The Price of Gold

The price of gold is related to the strength of the dollar. When the government inflates the money supply, the value of every dollar decreases compared to the relatively stable supply of gold. The decreasing value of the dollar means less purchasing power. In other words, it takes more money to buy things than it used to (i.e., prices rise).

With this in mind, did you hear that the price of gold hit record highs this week? Take a look at the price of gold over the last 20 years.

The money supply began to rise as a result of increased government spending (i.e., increased debt) in the wake of 9/11, as we began to fight two wars simultaneously (Afghanistan, Fall 2001; Iraq, Spring 2003). We spent money we didn't have.
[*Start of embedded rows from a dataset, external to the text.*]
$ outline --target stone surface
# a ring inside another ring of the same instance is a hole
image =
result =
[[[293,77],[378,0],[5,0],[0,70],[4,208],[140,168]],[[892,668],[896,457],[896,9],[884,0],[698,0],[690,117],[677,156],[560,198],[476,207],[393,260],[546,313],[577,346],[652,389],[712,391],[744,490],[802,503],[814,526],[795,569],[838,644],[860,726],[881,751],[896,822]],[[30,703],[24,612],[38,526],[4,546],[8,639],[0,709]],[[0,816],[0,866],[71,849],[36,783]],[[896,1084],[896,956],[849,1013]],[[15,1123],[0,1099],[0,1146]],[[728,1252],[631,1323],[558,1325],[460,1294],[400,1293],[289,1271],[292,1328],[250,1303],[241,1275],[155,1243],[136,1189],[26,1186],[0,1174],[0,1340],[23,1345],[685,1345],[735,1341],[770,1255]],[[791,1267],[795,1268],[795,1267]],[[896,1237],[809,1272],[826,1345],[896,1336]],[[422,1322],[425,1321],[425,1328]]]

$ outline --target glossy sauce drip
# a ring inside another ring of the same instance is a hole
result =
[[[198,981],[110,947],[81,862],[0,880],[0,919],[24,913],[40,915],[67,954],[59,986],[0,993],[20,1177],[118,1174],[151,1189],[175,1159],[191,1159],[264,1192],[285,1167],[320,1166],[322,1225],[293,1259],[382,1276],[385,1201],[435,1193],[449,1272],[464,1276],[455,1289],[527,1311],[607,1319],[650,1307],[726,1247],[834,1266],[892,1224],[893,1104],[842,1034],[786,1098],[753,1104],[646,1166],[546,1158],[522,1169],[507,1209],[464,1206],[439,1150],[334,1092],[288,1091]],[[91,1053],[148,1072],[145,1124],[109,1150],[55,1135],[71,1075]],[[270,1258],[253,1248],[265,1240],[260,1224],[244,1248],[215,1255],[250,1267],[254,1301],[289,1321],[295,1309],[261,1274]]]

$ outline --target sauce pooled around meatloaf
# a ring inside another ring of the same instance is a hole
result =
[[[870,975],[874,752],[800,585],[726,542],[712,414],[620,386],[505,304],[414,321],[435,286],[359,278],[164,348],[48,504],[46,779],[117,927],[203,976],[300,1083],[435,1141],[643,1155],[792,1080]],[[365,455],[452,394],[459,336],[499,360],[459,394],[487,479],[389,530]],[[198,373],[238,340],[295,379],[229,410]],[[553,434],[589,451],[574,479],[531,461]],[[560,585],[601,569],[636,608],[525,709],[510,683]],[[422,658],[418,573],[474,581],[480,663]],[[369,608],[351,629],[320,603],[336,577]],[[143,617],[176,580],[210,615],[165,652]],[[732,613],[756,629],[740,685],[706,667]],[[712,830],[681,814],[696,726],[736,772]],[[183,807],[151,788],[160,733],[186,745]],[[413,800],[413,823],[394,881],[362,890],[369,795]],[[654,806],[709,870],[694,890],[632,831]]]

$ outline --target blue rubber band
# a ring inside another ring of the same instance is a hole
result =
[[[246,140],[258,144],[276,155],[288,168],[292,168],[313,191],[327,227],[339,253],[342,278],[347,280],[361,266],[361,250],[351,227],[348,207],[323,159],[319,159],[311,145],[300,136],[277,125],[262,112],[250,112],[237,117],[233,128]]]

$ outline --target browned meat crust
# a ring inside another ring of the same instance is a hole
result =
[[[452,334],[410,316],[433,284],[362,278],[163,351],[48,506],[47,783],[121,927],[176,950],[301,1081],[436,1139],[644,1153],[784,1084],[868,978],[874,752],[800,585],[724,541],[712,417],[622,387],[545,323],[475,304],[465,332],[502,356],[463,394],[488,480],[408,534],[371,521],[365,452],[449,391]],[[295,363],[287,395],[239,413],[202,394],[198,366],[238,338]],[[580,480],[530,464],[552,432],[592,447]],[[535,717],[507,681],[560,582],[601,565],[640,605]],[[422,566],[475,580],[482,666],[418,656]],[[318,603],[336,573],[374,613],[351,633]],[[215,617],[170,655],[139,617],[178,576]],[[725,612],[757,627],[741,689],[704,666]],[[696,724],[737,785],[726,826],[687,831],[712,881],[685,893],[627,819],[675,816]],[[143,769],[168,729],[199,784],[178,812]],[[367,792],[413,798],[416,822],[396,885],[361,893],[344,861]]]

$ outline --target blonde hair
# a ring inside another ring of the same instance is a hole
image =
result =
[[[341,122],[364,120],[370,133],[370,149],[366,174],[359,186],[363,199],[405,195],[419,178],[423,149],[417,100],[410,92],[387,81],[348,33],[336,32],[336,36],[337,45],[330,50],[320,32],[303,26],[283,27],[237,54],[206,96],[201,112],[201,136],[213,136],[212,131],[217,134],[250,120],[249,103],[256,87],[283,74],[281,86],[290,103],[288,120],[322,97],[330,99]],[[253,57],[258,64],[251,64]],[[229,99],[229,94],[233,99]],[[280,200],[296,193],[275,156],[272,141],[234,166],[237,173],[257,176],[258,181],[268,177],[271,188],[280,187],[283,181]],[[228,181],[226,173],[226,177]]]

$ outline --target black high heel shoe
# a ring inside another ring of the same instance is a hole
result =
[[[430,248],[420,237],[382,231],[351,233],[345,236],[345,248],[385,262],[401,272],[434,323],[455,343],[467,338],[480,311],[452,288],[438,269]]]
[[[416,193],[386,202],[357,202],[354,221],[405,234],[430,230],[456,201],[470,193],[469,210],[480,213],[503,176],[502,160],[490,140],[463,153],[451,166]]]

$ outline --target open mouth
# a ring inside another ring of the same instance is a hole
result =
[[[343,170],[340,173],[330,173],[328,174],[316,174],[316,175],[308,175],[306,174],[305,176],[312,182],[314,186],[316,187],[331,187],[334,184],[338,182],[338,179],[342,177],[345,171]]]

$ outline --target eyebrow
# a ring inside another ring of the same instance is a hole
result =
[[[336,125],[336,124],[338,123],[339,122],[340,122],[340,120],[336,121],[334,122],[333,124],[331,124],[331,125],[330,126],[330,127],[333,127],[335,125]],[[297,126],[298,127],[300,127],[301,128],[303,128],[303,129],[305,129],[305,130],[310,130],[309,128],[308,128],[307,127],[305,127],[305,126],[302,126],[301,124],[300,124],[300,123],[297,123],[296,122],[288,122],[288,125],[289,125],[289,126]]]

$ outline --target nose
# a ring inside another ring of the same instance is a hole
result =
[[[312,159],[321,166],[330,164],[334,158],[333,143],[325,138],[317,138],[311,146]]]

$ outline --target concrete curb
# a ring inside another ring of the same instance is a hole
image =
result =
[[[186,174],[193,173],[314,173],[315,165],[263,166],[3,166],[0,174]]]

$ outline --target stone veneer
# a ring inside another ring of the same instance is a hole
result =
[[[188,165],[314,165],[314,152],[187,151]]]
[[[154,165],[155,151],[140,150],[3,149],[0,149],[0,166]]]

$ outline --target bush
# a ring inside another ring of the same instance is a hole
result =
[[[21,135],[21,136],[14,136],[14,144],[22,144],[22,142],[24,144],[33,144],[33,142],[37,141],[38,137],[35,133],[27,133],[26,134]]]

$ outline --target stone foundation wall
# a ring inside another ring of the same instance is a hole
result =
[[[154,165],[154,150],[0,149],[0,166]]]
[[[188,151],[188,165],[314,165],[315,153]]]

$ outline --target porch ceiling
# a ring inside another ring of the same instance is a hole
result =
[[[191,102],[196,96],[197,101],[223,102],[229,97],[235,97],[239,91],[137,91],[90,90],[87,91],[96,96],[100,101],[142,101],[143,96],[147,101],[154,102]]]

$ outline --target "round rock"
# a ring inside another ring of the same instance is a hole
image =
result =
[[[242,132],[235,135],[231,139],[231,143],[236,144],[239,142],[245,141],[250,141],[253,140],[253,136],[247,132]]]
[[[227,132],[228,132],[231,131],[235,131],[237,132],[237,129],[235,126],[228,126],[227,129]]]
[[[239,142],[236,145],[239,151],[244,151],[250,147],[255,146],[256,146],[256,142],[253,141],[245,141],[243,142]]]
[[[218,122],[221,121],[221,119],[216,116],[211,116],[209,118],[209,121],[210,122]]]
The wars, of course, were not wholly responsible for our increasing debt. We have been spending money hand over fist on a vast array of other things as well, such as TARP (Troubled Asset Relief Program, Oct. 2008:  $700 billion), ARRA (American Recovery and Relief Act, or the so-called "Stimulus Package", Feb. 2009:  $787 billion), and ten-thousand other things the government is involved in that it has no Constitutional authority to do. The result is that we are in debt to the tune of 13 1/2 trillion dollars. If you haven't seen it yet, be sure to check out the U.S. National Debt Clock. Spend some time looking it over. It's very sobering.

The current price of gold dwarfs the previous high of 1980, at the end of the Carter administration (also a time, like today, when Democrats controlled the White House and both Houses of Congress).